Showing posts with label yogurt. Show all posts
Showing posts with label yogurt. Show all posts

Friday, October 3, 2014

Yogurt Sauce with Cucumber & Dill aka Tarator

Tarator is more like a dip or a sauce used mostly during summer time as an appetizer. Each Balkan country has different way of making it with almost the same ingredients. In Albania is called Tarator, in Greece the name is Tzatziki and Cacik in Turkey. This recipe is smooth, refreshing and if you love yogurt as I do you are up for something very Mediterranean.

Level: Easy
Servings: 2

Ingredients:
  • 2 cups plain yogurt
  • 1 medium cucumber, unpeeled finely grated (the cucumber has to be seeded before grated)
  • 1 Tsp sea salt
  • 2 Tbsp. fresh dill chopped
  • 2 to 3 garlic cloves pressed or mashed
  • 3 Tbsp. extra virgin olive oil
  • 1/4 cup cold water
Preparation:
In a bowl mix cucumbers, garlic, sea salt and 1 Tbs olive oil. Meanwhile in a separate bowl thin the yogurt with cold water not to thin but not to thick. Personally, I like it more on  the thicker side. At this point pour in the mixture from the first bowl and mix them all together. Serve in small bowls and drizzle 2 Tsp of olive oil. Lastly, garnish with fresh chopped dill. Put in the refrigerator for half an hour to an hour to chill. This can be paired with grilled fish or meats and vegetables. Enjoy!

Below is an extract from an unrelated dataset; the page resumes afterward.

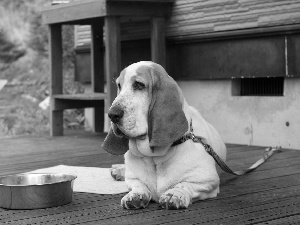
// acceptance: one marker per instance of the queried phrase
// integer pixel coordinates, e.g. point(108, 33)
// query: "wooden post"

Note: In the absence of cucumbers thick sliced fried zucchini can be used along with chopped fried or roasted red peppers with the skin peeled off. Also if you would like to use your own homemade yogurt you can find the recipe in my blog.

Sunday, September 28, 2014

Homemade Yogurt Made Very Easy

Yogurt is a product with very high nutritional properties such as protein, calcium, vitamin B6, B12 and riboflavinYogurt is made by bacterial fermentation of milk. The bacteria used to make yogurt is known as yogurt cultures. Cow's milk is the most commonly used to make yogurt. The word yogurt is derived from the Turkish language and it means to be curdled or coagulated; to thicken.

As a child, I saw my mom covering container or saucepan of milk with clean towels and blanket and telling me not to touch it. The importance of not opening the blanket covering during the fermentation is that you will stop the process of making yogurt. This is an old recipe and the method is the same as when my mom used to make it. It does not require too much active time to make it.

Ingredients:
  • Half-gallon Stony Field - organic Whole milk - ultra pasteurized
  • 3 Tbsp of  Yogurt  to use as a starter.
  • Pyrex or Glad-ware container
Ingredients
Preparation:
Boil the milk in a saucepan to a medium heat until you see a skin forming on the top of the pot. Pour about about 4 quarts milk into a plastic or glass container, and let it cool down at room temperature. Meanwhile mix the yogurt starter with 2 Tbsp. of milk so that is easily poured. After you put the lid on the container, cover it with a plastic bag and a clean towel or blanket. After 3 1/2 hours open and place the container in the refrigerator for a few hours.

Note: 
  • The yogurt will come out sour if you pour the yogurt starter in the hot milk or if you use more yogurt starter.
  • Do not open the container before the recommended hours once you covered because you will stop the fermentation. 
  • Always save some yogurt to use as a starter for your next batch in the refrigerator in a small container.